Traditional soil surveys were accompanied by interpretations with a qualitative, empirical, and static character: soils have "moderate limitations for a given form of land use." This information has been valuable for broad land-use questions on a regional or nationals scale. UN-Sustainable Development Goals in 2015 and the EU-Green Deal in 2019 require multifunctional land use, where not only production of healthy food is important but where also the quality of ground- and surface-water is considered, as well as carbon capture for climate mitigation and biodiversity preservation. All these demands correspond with a series of soil functions and related soil ecosystem services - varying in space and time - to be provided to society.

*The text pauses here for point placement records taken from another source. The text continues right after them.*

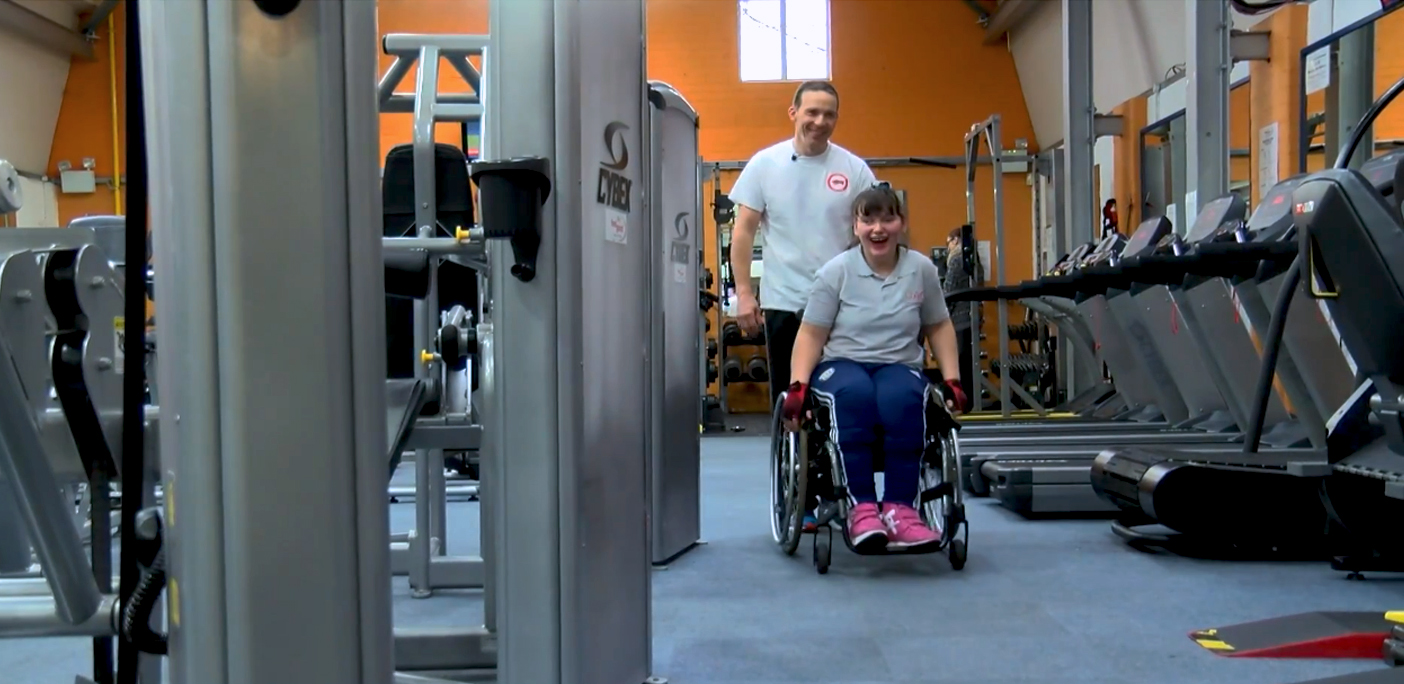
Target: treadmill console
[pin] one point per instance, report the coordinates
(1147, 236)
(1111, 246)
(1380, 172)
(1272, 218)
(1071, 260)
(1217, 219)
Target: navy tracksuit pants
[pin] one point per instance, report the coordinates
(872, 402)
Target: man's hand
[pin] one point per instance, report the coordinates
(793, 405)
(955, 396)
(749, 313)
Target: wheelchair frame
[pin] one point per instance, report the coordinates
(822, 474)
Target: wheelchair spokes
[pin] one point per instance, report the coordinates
(789, 475)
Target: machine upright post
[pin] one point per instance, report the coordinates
(1078, 128)
(566, 422)
(1206, 104)
(266, 218)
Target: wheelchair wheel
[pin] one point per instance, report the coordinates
(789, 475)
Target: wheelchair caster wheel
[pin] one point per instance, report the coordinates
(956, 554)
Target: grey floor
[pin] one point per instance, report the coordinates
(1041, 601)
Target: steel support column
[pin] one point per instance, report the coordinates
(1206, 104)
(1078, 128)
(1354, 91)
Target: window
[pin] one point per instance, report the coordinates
(784, 40)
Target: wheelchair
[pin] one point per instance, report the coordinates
(806, 472)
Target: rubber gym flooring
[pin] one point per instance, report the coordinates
(1041, 601)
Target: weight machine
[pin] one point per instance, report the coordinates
(267, 231)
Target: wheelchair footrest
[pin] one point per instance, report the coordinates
(937, 492)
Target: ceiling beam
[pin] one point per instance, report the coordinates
(1010, 14)
(42, 31)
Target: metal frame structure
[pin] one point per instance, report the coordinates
(1206, 103)
(421, 554)
(989, 132)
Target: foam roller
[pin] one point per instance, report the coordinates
(732, 371)
(757, 368)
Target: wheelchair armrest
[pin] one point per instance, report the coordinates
(938, 416)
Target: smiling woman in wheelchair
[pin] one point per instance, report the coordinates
(858, 365)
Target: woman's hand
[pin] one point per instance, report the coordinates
(793, 406)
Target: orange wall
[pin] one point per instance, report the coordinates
(84, 128)
(896, 65)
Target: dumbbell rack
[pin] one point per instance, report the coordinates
(725, 350)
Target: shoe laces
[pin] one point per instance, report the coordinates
(899, 514)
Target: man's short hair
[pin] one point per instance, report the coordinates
(816, 86)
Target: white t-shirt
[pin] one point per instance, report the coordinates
(806, 207)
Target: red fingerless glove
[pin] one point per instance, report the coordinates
(956, 395)
(793, 400)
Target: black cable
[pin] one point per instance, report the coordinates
(1366, 124)
(134, 367)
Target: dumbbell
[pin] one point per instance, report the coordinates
(757, 368)
(732, 334)
(732, 371)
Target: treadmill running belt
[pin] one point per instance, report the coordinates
(1328, 634)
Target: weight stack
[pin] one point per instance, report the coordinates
(732, 371)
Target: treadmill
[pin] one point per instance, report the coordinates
(1100, 408)
(1142, 415)
(1052, 481)
(1244, 499)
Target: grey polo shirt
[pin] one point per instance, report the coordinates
(872, 319)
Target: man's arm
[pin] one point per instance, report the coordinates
(743, 242)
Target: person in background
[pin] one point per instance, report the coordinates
(958, 277)
(859, 354)
(799, 191)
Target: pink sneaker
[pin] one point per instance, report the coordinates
(865, 528)
(906, 530)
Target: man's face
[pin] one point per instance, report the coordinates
(815, 117)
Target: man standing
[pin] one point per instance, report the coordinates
(800, 191)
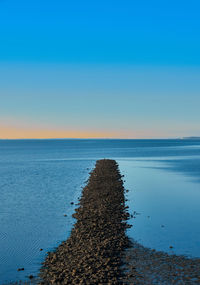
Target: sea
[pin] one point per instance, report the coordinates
(40, 178)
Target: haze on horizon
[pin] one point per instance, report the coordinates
(111, 69)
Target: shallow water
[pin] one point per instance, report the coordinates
(40, 179)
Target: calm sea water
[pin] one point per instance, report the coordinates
(40, 178)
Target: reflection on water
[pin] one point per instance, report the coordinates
(40, 178)
(168, 207)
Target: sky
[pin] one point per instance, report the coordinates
(99, 69)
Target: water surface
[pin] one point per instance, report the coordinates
(40, 179)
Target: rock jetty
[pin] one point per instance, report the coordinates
(93, 252)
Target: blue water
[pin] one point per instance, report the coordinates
(40, 178)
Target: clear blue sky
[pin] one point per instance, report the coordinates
(108, 68)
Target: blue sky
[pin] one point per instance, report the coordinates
(99, 68)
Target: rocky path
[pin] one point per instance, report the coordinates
(93, 252)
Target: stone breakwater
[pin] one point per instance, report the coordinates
(93, 252)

Obviously, the traditional interpretations of soil survey reports can't provide this type of information, but Soil Taxonomy can still be relevant in a modern context. A comprehensive systems analysis is needed and soil-water-atmosphere-plant simulation models are essential to improve assessment of soil moisture regime and for developing alternative land-use options that satisfy the often-contrasting demands of the various ecosystem services (e.g., for provisioning and regulating). Examples will be shown where models express the effects of several forms of soil degradation: compaction, organic matter depletion and erosion, showing that different soil types show significantly different forms of behaviour illustrating the potential of using soil types as "carriers" of essential information to define suitable management procedures resulting in sustainable development. Two special applications of the models that produce unique and essential results, are illustrated: (i) exploratory studies to assess the effects of climate change and (ii) the important effect of soil properties on the quality of wines. These examples show again that soil types are excellent "carriers" of modern soil information providing a refreshed image for Soil Taxonomy.